Management at Bayer made a big push into gene therapy in 2020, paying $2 billion upfront for Asklepios BioPharmaceutical (AskBio). The deal gave Bayer an adeno-associated virus gene therapy platform. Since putting AskBio at the heart of its cell and gene therapy unit, Bayer has continued to ink deals, including a pact with Mammoth Biosciences to develop in vivo gene editing therapies for liver-targeted diseases.
The Acuitas agreement builds on the earlier deals and gives Bayer and AskBio access to another way to get genetic material to targets in the body. Specifically, the alliance covers high potency ionizable lipid technology and LNP carriers from a company that was battle tested in the COVID-19 pandemic.
“Developing therapies at scale is fundamental to provide breakthrough innovations to patients who have no time to wait,” Jost Reinhard, head of cell and gene therapy at Bayer’s pharmaceuticals division, said in a statement. “Adding Acuitas’ clinically-validated and scalable LNP technology to our genomic medicine toolbox is another important step to advance our leadership in the field of cell and gene therapies.”
The LNP technology already enables the delivery of the small interfering RNA in Alnylam’s rare disease drug Onpattro and the mRNA in Pfizer and BioNTech’s COVID-19 vaccine Comirnaty. Bayer plans to use the technology for the transient delivery of gene editing RNA components to the liver.
Acuitas landed the deal on the basis of its “market-maturity combined with demonstrated manufacturing scalability.” The biotech, formerly known as AlCana Technologies, set up shop in 2009 and initially kept a fairly low profile. Acuitas entered into a collaboration with Alnylam in its early days and, in a harbinger of its future legal tussles, incurred the wrath of Tekmira Pharmaceuticals, but largely operated behind the scenes.

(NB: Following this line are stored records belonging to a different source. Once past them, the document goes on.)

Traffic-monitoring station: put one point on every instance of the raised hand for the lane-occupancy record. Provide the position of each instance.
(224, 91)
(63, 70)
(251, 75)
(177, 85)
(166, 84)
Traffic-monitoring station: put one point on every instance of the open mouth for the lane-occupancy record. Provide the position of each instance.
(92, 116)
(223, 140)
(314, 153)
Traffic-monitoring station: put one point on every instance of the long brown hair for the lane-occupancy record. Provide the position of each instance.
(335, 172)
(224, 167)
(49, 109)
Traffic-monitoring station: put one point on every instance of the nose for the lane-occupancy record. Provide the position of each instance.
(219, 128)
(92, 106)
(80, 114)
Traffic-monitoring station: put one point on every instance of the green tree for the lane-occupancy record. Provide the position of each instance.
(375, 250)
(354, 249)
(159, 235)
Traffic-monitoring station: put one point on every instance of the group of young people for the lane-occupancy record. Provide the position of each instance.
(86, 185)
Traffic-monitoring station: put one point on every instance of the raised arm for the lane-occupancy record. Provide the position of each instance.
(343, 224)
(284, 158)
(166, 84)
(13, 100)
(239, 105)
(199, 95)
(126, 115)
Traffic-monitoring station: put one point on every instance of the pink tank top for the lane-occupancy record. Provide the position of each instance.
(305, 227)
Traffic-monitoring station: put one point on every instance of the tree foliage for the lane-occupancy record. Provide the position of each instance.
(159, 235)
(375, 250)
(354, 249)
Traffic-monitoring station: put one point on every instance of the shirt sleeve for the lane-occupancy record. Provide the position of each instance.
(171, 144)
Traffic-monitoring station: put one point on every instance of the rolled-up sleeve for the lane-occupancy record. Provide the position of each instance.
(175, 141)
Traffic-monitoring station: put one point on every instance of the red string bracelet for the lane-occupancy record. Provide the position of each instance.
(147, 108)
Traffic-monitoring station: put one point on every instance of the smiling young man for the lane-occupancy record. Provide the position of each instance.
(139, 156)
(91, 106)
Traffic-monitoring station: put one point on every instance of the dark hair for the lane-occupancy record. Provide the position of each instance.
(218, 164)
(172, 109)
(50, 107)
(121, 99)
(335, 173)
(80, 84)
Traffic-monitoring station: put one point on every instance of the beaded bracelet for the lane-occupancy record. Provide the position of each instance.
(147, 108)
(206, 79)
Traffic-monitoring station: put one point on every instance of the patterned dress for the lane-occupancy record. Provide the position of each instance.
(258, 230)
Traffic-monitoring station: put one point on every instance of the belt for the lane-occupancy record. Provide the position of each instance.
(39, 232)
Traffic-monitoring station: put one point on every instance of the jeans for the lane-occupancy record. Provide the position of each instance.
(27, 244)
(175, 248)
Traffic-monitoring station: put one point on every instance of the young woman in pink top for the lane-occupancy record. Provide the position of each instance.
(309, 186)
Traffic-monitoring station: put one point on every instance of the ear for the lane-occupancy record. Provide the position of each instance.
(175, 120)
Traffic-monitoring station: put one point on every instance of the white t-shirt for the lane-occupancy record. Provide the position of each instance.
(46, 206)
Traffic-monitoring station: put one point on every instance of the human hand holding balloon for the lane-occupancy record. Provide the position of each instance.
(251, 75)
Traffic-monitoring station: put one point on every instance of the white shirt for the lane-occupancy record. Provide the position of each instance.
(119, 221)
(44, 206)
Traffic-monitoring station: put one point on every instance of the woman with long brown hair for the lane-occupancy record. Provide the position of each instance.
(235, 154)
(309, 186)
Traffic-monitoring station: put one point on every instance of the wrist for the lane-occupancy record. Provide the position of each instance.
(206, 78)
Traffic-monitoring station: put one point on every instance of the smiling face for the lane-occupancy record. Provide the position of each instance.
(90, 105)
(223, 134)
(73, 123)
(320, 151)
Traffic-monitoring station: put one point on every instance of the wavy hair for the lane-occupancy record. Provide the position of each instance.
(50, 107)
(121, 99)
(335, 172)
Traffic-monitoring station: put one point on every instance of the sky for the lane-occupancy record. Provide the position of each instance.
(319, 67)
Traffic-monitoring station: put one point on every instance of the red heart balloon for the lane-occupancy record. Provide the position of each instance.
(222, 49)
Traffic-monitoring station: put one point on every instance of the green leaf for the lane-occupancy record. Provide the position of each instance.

COVID-19 changed that. As the supplier of LNP technology used in Comirnaty, Acuitas has played a role in one of the vaccines that helped end the pandemic and become embroiled in the associated legal row over whose intellectual property underpins the product. Pfizer responded to the success of its work with Acuitas on Comirnaty by inking a 10-target nonexclusive development and option agreement.
Neither party has disclosed financial details of the Bayer-Acuitas deal.